I thought my blog was my sanctuary, but I was wrong. Now it has been tainted, sullied, it no longer feels safe. And I’m not sure what to do about it.
It’s my fault really. I haven’t been careful enough. I have disclosed where I live and what I do. I’ve posted countless pictures of myself and my child. I always operated under the assumption that I was trying to make sure those in my real world wouldn’t be able to find it using a google search. I never really cared if those who had already found it figured out who I was.
I guess it’s silly to chide myself for that because that isn’t even what happened. What happened was entirely my fault because I gave my url to a few, very select people. I was under the deluded impression that if they read here they would understand me better. Evidently that could not be further from the truth.

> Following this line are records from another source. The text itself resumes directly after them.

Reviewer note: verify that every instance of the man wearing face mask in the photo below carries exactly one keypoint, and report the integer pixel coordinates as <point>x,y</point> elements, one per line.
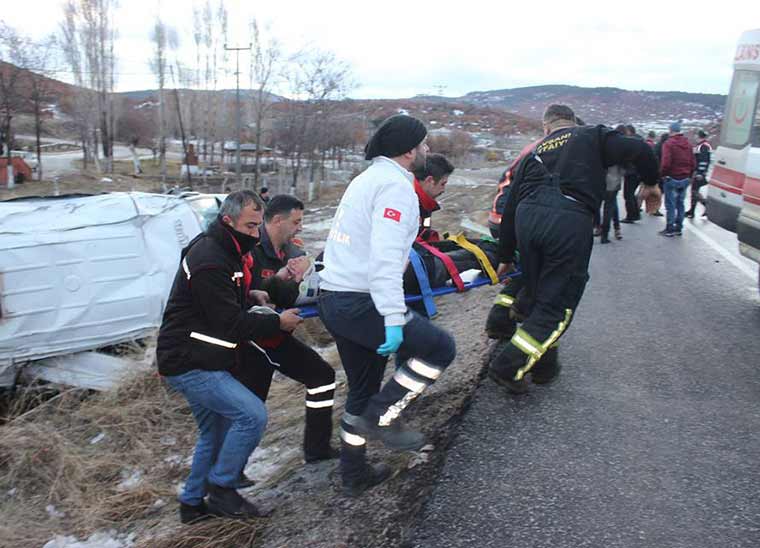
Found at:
<point>276,270</point>
<point>206,326</point>
<point>429,183</point>
<point>362,302</point>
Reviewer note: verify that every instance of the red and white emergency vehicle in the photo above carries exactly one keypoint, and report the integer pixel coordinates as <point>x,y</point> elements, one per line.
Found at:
<point>734,191</point>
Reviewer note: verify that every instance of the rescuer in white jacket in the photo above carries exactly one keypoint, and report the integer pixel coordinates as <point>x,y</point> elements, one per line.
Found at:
<point>362,301</point>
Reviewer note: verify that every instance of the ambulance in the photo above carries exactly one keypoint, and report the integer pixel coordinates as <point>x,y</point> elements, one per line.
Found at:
<point>733,198</point>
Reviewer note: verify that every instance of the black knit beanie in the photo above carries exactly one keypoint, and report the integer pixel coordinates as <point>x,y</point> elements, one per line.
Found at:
<point>397,135</point>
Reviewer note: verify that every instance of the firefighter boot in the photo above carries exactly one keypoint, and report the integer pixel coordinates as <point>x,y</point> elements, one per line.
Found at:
<point>500,324</point>
<point>395,436</point>
<point>317,434</point>
<point>547,368</point>
<point>227,502</point>
<point>502,368</point>
<point>357,475</point>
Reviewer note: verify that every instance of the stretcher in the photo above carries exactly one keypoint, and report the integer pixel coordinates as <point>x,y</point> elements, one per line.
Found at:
<point>310,311</point>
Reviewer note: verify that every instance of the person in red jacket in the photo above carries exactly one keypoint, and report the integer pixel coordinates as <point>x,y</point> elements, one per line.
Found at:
<point>677,166</point>
<point>429,183</point>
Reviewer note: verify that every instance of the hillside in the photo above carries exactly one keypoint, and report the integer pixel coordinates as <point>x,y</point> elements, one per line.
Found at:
<point>602,105</point>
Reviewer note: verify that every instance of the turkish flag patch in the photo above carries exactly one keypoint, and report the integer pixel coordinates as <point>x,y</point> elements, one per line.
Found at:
<point>392,214</point>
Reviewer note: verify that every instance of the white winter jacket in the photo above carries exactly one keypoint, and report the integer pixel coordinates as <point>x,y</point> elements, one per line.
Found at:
<point>371,235</point>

This place is where I work things out, it’s where I attempt to make sense of the difficult things in my life. I am not proud of much of what I write here. I do not celebrate in the jealousy or anger or hurt I feel. I don’t write these things down to give them power but to strip them of it.
This space is not an accurate representation of who I am. In fact, this space represents the part of me that nobody sees. That is why I come to this space to write these things, because I recognize many of them are horrible truths that I would never utter in real life.
This space was supposed to be safe, a place where I could deposit the toxic thoughts inside my head, where I could try to shine a light on the darkness I feel. Sure there are times I celebrate the good in my life here, but mostly I don’t because I can do that in real life, because those are thoughts I don’t have to hide from others. I come here to exorcise my demons, not to be judged for them.
This place no longer feels safe for me, for reasons I can’t go into here. I don’t know what my next steps should be. Abandon this space and start something new, only inviting a select few who have commented and who I know are safe? Keep writing here but severely censoring what I write? It’s one thing to recognize I shouldn’t talk about specific people, which I have very rarely done, and another to say I can’t honestly describe how I’m feeling about certain topics, topics that I can only broach here. I just wonder what the point would be. I’ve never been interested in reading the day-to-day life-record blogs, I doubt I’d have any interest in writing one.
I honestly don’t know what my next steps should be. Already the absence of this haven in my life threatens to suck me into its vacuum. I no longer feel whole.
Sometimes you don’t realize how much something means to you, until it’s gone.